[Feature flag] Rollout of `malicious_packages_dependency_list_filtering`
Everyone can contribute. Help move this issue forward while earning points, leveling up and collecting rewards.
Summary
This issue tracks the rollout of the malware filter argument on the Dependency GraphQL APIs on production, which is currently behind the malicious_packages_dependency_list_filtering feature flag.
- Feature flag name:
malicious_packages_dependency_list_filtering - Feature flag type:
wip - Default enabled:
false - Introduced in: !235800 (merged)
- Feature issue: #587758
- Parent epic: &20573
Owners
- Team:
group::security infrastructure - Most appropriate Slack channel to reach out to:
#g_security-infrastructure - Best individual to reach out to: @bala.kumar
Expectations
What are we expecting to happen?
- When the flag is disabled (default): the
malwareargument onQuery.project.dependenciesandQuery.group.dependenciesraisesGitlab::Graphql::Errors::ArgumentErrorwith the message"The malware filter is not available.". - When the flag is enabled: the argument is accepted by the resolver. Until the finder integration follow-up lands, the argument is a no-op and dependencies are returned unfiltered.
- Once the finder integration is implemented in a follow-up MR, enabling the flag will activate actual filtering of dependencies by malware status (CWE-506 /
GLAM-*identifier prefix), gated by the SSCS add-on license check.
What can go wrong and how would we detect it?
- The GraphQL schema introspection picks up the new experimental argument: detectable via existing GraphQL schema snapshot specs.

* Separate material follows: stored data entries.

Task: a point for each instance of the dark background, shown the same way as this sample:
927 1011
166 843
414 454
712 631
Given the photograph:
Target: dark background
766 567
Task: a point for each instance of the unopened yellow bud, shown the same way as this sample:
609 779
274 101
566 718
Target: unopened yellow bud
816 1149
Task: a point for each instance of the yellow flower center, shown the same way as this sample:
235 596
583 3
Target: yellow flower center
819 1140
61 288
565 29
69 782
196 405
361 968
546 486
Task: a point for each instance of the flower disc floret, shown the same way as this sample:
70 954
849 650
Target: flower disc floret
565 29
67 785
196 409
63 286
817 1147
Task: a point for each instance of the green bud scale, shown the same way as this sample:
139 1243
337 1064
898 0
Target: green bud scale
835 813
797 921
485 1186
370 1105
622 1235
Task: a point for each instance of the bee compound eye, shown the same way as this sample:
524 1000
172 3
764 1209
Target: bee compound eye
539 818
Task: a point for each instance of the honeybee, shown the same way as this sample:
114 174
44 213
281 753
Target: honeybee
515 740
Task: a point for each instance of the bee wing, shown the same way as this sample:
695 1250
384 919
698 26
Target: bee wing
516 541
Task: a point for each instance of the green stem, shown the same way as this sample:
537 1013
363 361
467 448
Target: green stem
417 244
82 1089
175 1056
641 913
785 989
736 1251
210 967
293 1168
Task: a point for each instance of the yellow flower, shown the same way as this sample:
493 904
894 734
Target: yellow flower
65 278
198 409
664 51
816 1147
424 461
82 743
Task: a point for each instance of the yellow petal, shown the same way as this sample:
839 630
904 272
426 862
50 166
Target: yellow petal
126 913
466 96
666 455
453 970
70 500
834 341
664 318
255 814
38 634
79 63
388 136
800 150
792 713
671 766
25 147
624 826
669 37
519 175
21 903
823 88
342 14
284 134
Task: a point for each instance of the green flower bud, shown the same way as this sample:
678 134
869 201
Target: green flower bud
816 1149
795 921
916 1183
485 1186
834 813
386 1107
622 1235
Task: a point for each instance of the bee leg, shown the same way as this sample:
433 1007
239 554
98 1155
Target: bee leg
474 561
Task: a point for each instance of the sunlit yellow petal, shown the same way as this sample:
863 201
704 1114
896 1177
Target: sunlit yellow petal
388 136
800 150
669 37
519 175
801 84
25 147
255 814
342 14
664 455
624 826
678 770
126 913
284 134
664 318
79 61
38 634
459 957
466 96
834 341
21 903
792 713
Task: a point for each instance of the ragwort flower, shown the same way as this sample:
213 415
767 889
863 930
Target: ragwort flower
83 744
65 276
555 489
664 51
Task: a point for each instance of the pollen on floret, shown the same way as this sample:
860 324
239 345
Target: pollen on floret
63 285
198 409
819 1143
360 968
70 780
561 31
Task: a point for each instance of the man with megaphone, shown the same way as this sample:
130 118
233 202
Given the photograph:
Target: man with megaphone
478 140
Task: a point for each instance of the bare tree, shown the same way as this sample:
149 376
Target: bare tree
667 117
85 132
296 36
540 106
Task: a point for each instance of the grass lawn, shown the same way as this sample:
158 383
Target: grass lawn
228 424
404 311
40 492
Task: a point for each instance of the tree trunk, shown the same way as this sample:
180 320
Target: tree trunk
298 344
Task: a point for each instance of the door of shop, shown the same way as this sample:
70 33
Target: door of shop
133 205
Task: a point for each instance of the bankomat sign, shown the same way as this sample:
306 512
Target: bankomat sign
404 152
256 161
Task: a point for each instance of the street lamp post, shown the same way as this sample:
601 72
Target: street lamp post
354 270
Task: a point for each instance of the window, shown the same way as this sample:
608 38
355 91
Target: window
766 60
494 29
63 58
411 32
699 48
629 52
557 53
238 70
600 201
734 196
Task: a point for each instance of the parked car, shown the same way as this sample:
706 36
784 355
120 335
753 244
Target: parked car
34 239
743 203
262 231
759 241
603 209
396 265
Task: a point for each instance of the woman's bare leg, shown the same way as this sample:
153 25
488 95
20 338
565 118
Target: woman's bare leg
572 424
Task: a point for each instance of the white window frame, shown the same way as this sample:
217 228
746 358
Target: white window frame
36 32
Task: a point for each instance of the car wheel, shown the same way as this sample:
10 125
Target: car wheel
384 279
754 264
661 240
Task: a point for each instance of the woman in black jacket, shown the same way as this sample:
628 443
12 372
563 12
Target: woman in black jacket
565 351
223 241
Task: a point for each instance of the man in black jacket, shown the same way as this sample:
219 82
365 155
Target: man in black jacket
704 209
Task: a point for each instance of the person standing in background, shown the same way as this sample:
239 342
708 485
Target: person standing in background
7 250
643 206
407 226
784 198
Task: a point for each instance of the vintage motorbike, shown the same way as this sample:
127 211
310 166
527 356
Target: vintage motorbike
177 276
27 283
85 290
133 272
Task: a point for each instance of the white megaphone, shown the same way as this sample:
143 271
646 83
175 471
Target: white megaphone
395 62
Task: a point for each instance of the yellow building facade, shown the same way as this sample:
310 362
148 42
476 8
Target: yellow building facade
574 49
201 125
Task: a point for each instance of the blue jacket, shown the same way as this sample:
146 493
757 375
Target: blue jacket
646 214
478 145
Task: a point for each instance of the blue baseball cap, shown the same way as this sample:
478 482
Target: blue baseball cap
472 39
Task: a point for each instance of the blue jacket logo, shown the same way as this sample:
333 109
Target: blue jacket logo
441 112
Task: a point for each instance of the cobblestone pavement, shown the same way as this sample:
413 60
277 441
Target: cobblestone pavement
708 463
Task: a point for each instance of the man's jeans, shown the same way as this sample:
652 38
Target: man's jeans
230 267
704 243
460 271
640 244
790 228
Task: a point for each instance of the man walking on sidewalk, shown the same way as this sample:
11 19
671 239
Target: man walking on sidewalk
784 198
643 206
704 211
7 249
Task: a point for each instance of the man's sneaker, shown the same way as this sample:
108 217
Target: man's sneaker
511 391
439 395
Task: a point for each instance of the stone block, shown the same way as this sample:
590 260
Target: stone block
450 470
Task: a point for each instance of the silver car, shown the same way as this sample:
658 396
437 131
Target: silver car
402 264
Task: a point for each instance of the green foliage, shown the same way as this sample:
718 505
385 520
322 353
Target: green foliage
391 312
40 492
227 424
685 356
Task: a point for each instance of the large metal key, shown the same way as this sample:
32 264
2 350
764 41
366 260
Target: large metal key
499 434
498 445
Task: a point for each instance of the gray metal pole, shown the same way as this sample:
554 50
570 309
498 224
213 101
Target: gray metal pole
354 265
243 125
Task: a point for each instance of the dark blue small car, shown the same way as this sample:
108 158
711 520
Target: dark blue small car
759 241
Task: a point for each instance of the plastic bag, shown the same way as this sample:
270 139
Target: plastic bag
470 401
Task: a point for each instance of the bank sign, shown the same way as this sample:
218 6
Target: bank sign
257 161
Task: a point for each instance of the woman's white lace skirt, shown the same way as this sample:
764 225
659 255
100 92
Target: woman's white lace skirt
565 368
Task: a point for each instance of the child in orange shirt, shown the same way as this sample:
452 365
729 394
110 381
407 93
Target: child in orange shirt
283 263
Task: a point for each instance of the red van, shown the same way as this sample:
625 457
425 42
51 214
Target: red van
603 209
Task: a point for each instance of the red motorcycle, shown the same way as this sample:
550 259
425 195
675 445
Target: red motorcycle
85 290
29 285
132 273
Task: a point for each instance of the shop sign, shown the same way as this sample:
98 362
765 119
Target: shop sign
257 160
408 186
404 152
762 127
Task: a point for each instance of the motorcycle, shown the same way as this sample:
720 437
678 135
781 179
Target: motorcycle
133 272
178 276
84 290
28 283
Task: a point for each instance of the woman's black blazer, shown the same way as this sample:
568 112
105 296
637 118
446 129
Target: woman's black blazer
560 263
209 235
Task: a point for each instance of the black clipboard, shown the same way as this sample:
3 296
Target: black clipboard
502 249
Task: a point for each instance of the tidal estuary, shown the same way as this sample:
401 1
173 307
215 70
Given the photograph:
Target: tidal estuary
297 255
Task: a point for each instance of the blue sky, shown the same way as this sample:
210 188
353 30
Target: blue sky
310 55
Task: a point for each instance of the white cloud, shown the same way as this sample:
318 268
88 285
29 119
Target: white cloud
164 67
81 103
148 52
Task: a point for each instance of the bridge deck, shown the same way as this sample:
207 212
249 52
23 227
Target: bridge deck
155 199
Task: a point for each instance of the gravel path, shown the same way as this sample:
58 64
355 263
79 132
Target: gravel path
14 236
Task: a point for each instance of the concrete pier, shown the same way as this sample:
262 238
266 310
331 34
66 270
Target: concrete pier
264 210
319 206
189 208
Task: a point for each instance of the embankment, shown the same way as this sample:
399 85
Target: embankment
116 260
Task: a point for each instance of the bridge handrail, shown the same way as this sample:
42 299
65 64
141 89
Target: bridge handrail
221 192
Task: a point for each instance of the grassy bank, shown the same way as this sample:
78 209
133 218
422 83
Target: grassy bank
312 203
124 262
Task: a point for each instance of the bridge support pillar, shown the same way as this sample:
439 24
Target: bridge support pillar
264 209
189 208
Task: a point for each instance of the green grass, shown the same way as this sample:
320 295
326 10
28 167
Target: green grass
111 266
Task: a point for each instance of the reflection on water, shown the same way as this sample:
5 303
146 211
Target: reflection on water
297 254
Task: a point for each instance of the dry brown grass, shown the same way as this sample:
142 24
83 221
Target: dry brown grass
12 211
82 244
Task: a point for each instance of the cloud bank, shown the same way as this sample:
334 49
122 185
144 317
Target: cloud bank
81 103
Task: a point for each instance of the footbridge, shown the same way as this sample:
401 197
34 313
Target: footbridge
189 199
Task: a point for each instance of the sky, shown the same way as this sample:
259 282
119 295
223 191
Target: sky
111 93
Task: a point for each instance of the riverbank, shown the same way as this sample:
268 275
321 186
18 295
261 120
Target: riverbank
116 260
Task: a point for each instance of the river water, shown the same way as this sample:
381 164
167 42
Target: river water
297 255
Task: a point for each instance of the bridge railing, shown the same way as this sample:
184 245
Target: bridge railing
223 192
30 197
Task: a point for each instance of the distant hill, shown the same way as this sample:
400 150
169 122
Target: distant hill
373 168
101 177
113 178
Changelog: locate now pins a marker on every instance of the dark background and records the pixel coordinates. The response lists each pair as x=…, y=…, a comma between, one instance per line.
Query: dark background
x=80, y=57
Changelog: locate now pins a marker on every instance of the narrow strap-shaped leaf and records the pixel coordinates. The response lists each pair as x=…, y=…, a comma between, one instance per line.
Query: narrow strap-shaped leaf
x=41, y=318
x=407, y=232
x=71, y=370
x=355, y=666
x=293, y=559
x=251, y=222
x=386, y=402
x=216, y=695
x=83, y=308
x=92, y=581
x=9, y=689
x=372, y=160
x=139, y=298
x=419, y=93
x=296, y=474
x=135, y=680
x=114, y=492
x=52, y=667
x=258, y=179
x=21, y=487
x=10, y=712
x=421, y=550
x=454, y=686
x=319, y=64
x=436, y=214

- Once filtering is wired in, the PG join on identifiers may hit performance limits (&17619). Monitor:
- SQL slow log entries on
sbom_occurrencesjoins. - Apdex / latency on the dependency list endpoints in Grafana.
- Sidekiq / web error rates on
Resolvers::Sbom::DependenciesResolverandResolvers::Sbom::DependencyAggregationResolver.
- SQL slow log entries on
- Rollback by disabling the flag immediately restores prior behaviour (no schema breakage since the argument is
experiment).
Rollout Steps
Note: Please make sure to run the chatops commands in the Slack channel that gets impacted by the command.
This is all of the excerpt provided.